FILE specifies the file to read, either a file name as a string or a file handle (see File Handles). If FILE is not present then the default is the last file handle used on DATA LIST (lexically, not in terms of flow of control).

By default REPEATING DATA will output a table describing how it will parse the input data. Specifying NOTABLE will disable this behavior; specifying TABLE will explicitly enable it.

The LENGTH subcommand specifies the length in characters of each group. If it is not present then length is inferred from the DATA subcommand. LENGTH can be a number or a variable name.

Normally all the data groups are expected to be present on a single line. Use the CONTINUED command to indicate that data can be continued onto additional lines. If data on continuation lines starts at the left margin and continues through the entire field width, no column specifications are necessary on CONTINUED. Otherwise, specify the possible range of columns in the same way as on STARTS.

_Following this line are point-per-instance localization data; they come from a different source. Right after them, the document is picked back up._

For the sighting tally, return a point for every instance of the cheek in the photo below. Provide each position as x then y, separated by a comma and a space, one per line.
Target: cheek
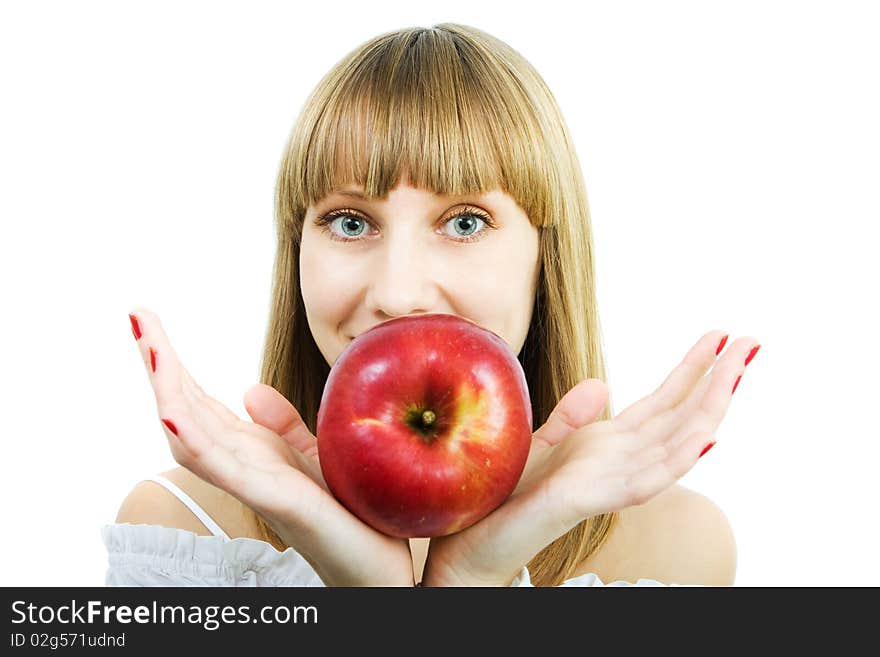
322, 282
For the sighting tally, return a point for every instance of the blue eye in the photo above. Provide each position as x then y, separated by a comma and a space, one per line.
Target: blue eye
469, 224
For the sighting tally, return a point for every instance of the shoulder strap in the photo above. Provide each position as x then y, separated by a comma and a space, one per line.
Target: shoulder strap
200, 513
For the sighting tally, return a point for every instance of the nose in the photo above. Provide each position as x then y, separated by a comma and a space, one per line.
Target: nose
401, 283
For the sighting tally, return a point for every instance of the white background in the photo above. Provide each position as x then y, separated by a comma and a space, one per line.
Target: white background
731, 158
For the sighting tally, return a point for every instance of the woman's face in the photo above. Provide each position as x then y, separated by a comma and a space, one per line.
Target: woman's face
409, 254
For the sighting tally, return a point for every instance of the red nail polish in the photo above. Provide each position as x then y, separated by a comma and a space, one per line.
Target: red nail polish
135, 327
752, 354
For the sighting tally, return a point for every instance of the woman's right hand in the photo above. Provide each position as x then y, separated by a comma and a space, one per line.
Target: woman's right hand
273, 469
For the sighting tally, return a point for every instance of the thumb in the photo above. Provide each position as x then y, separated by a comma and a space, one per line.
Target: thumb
578, 407
269, 408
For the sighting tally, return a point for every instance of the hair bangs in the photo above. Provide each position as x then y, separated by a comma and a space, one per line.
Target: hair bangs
432, 106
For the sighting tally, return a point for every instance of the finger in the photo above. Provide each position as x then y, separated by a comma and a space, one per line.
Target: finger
653, 479
707, 405
711, 408
577, 408
271, 409
173, 386
680, 382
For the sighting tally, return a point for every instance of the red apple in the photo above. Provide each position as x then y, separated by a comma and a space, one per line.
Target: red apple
425, 425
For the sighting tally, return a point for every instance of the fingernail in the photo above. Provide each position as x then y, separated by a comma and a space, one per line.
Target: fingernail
752, 354
135, 327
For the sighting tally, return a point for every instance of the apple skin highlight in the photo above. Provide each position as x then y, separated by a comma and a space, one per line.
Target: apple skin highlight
425, 425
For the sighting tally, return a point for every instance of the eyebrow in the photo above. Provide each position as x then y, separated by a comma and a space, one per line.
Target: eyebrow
345, 192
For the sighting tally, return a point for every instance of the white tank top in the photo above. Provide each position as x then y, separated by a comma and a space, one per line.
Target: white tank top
191, 504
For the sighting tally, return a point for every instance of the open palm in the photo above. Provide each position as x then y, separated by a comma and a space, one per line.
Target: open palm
577, 469
272, 467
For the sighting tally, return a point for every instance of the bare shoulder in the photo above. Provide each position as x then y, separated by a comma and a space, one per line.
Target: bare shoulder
678, 537
152, 504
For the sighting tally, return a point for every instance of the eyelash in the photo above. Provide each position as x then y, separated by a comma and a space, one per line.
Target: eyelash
468, 211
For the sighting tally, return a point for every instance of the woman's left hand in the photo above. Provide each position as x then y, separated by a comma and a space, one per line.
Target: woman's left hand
577, 469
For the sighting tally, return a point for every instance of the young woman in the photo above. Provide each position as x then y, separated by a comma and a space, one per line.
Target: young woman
431, 171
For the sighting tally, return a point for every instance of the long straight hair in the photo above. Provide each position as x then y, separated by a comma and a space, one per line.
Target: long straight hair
460, 112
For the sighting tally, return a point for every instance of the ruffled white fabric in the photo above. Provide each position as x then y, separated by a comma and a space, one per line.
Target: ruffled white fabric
587, 579
152, 555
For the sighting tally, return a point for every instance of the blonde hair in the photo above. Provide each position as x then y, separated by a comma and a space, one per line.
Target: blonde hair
460, 112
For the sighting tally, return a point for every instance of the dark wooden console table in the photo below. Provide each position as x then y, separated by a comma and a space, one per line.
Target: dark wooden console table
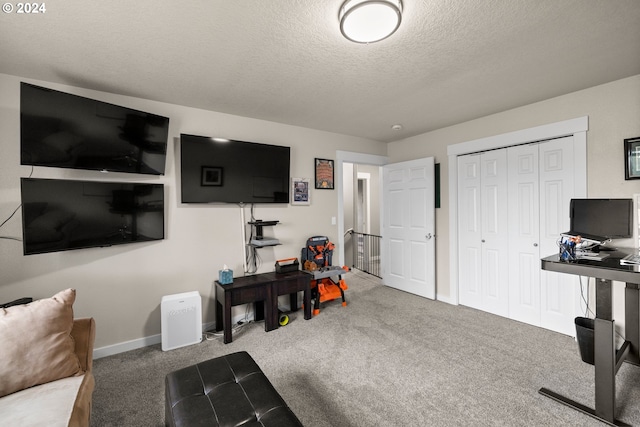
607, 360
261, 288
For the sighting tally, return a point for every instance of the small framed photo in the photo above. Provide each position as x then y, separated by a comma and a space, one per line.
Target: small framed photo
211, 176
300, 192
324, 174
632, 158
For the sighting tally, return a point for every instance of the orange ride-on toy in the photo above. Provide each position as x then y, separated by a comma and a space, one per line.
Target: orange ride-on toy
316, 258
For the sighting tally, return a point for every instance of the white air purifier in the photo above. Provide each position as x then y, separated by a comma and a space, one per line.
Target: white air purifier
181, 320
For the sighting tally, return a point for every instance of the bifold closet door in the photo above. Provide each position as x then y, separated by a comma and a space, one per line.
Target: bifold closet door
469, 232
483, 231
540, 188
524, 234
559, 293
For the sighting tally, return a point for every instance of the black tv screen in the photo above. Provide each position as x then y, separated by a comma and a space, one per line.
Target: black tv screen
609, 218
228, 171
59, 215
58, 129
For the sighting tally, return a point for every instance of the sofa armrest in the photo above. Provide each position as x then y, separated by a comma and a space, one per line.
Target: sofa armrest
84, 334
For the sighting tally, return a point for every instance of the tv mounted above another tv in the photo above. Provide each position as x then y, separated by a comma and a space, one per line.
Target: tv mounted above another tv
58, 129
229, 171
59, 215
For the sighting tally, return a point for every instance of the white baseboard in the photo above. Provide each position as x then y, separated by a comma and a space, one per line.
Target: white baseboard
110, 350
448, 300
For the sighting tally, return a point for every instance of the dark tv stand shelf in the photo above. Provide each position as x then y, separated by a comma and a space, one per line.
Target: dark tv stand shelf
259, 224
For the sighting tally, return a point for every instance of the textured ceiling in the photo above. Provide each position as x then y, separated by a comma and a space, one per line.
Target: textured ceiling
285, 60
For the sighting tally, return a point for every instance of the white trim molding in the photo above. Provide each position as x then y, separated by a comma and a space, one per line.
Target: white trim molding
574, 127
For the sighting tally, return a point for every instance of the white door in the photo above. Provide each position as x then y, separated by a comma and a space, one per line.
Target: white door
524, 234
495, 232
559, 293
469, 231
408, 227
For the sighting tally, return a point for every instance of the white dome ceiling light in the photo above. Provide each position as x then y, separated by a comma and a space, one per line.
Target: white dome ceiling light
369, 21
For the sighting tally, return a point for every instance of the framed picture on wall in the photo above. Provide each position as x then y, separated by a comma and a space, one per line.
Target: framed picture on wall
632, 158
300, 192
324, 174
211, 176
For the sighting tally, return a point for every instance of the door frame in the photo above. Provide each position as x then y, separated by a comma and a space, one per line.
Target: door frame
577, 128
357, 158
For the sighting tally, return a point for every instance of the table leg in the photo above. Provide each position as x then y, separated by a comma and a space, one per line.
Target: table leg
293, 301
227, 318
219, 310
307, 302
271, 308
632, 321
605, 369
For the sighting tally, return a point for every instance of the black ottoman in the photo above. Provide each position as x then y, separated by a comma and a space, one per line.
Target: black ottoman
229, 390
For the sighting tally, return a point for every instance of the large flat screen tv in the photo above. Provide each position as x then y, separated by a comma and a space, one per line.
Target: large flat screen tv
58, 129
608, 218
59, 215
229, 171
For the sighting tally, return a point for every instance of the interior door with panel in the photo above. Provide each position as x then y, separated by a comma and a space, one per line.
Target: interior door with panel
408, 230
469, 231
495, 232
524, 234
559, 293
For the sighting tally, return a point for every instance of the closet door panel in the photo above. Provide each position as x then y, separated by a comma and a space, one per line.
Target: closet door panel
494, 232
524, 234
559, 292
469, 231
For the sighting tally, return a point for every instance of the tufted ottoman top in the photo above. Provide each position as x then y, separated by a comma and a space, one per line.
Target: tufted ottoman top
226, 391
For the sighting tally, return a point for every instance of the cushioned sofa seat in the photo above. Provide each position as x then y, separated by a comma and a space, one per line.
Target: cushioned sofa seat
46, 355
226, 391
59, 403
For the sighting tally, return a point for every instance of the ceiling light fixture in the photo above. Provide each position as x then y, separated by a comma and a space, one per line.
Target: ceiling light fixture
369, 21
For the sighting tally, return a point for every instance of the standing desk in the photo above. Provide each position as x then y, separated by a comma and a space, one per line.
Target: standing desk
607, 360
262, 290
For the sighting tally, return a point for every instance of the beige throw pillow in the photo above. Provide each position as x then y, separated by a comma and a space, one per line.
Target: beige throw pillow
36, 346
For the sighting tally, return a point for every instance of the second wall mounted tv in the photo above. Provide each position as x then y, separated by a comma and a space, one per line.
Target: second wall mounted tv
63, 130
229, 171
59, 215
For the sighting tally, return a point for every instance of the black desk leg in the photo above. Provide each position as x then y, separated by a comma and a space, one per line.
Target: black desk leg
605, 369
605, 352
227, 318
632, 321
307, 303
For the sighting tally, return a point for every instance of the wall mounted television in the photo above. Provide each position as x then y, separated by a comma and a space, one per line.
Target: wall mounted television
59, 215
58, 129
608, 218
229, 171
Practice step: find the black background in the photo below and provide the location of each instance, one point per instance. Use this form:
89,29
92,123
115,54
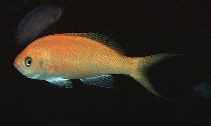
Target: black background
141,27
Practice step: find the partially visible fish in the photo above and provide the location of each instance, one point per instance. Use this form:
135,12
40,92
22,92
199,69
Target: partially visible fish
90,57
36,21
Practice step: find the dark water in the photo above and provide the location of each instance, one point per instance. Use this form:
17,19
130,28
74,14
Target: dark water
141,28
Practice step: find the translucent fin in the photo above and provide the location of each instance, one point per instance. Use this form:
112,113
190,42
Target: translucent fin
105,81
61,82
99,38
144,63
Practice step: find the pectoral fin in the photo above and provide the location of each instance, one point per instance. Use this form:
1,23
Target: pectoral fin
61,82
105,81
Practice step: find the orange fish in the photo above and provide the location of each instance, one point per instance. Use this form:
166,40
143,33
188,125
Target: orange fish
90,57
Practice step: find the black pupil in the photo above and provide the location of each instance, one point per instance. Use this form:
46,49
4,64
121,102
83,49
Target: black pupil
29,61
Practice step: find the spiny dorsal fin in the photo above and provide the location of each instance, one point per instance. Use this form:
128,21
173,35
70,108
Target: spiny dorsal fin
99,38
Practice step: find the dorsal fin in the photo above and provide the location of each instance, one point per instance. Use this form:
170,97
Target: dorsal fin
99,38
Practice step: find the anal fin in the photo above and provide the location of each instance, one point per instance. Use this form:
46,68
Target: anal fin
61,82
105,81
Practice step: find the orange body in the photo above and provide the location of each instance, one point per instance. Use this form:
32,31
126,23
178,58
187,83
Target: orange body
76,57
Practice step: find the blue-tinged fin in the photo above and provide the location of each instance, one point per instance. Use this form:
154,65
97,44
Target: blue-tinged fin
99,38
61,82
105,81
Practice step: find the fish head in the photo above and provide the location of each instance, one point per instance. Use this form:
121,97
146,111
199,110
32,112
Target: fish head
30,63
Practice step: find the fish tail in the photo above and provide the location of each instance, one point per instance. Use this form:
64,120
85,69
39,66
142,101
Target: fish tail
142,66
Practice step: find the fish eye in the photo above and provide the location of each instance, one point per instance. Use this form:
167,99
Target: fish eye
28,61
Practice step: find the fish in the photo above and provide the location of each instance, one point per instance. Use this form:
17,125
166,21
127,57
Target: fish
35,22
91,57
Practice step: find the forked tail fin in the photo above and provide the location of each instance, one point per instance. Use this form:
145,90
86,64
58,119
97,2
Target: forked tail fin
144,63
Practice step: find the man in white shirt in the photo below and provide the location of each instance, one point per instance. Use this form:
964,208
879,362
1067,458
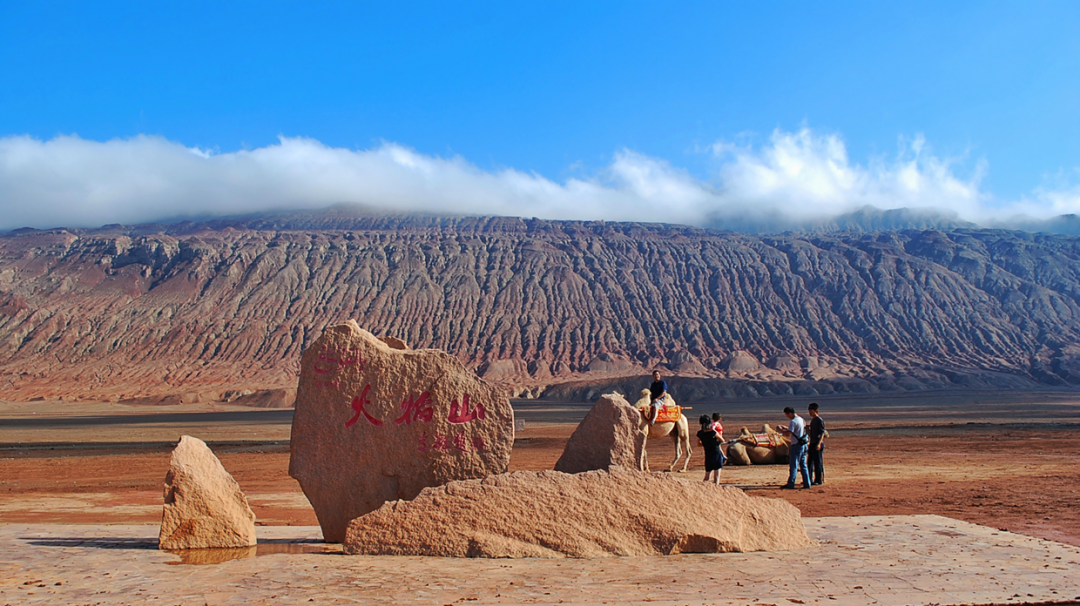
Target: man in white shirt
797,452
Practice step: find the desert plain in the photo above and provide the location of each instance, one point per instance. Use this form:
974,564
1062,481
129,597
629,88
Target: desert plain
88,475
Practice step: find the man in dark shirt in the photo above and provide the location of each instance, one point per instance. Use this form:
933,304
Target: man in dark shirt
657,392
818,434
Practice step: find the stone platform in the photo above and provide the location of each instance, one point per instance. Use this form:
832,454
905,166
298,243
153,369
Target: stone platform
872,560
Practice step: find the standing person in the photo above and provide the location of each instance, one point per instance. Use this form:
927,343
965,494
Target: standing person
657,392
817,444
711,443
718,426
797,452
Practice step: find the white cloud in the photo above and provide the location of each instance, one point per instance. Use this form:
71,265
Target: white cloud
72,182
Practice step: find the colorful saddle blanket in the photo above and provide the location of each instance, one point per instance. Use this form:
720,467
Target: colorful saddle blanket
765,440
667,414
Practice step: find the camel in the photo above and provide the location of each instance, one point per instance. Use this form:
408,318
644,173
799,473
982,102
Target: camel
767,447
678,431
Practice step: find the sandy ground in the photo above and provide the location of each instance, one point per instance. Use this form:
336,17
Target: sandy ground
882,561
1016,469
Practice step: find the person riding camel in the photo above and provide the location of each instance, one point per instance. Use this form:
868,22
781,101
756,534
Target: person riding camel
657,392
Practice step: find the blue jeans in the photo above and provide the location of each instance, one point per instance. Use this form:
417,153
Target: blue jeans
796,462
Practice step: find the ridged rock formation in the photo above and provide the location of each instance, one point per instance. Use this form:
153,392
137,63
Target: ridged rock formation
596,513
376,423
204,507
189,311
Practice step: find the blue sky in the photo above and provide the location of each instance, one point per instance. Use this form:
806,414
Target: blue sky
981,93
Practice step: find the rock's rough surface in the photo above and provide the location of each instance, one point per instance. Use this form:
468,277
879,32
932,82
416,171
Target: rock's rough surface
608,435
375,423
597,513
204,506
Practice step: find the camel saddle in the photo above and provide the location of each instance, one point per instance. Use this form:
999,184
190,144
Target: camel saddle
667,414
772,440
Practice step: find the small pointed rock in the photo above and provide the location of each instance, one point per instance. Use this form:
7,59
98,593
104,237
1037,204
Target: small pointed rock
609,435
204,506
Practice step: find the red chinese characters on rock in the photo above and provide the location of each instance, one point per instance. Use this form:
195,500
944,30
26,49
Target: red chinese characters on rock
331,360
421,409
416,409
461,415
358,405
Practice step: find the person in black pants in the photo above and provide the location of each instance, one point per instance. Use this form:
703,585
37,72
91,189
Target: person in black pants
711,443
817,445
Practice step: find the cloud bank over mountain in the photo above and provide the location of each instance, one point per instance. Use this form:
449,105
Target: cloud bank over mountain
795,176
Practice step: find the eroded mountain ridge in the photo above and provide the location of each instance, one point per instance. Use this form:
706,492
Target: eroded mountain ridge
219,308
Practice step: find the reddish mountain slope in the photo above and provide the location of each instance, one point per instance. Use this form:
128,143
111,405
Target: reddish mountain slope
204,309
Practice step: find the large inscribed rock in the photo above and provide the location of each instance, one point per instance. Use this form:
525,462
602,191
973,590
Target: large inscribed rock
377,423
609,435
204,506
596,513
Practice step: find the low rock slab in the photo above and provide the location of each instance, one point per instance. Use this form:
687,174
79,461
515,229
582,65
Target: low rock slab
610,434
596,513
204,506
377,421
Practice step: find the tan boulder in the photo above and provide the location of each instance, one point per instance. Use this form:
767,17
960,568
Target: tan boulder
204,506
609,435
597,513
376,423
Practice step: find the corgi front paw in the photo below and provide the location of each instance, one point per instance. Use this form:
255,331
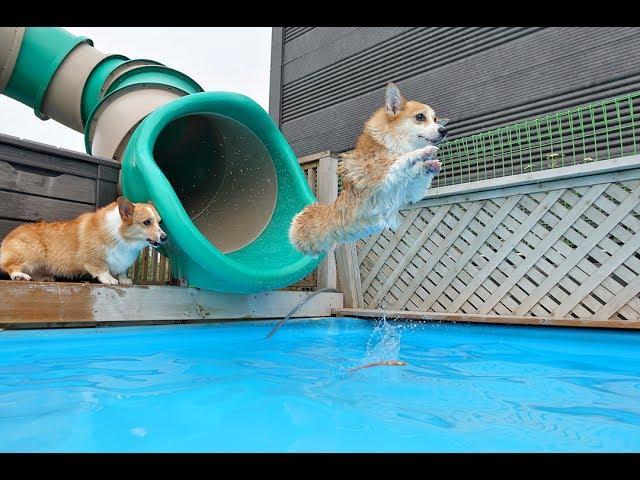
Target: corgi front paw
433,166
107,279
19,276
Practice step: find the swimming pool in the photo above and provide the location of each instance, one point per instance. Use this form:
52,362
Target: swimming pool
223,388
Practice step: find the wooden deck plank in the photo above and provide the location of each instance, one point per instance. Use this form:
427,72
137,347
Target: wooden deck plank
92,303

When data groups are continued from line to line, it is easy for cases to get out of sync through careless hand editing. The ID subcommand allows a case identifier to be present on each line of repeating data groups. REPEATING DATA will check for the same identifier on each line and report mismatches. Specify the range of columns that the identifier will occupy, followed by an equals sign (‘=’) and the identifier variable name. The variable must already have been declared with NUMERIC or another command.

REPEATING DATA should be the last command given within an INPUT PROGRAM. It should not be enclosed within a LOOP structure (see LOOP). Use DATA LIST before, not after, REPEATING DATA.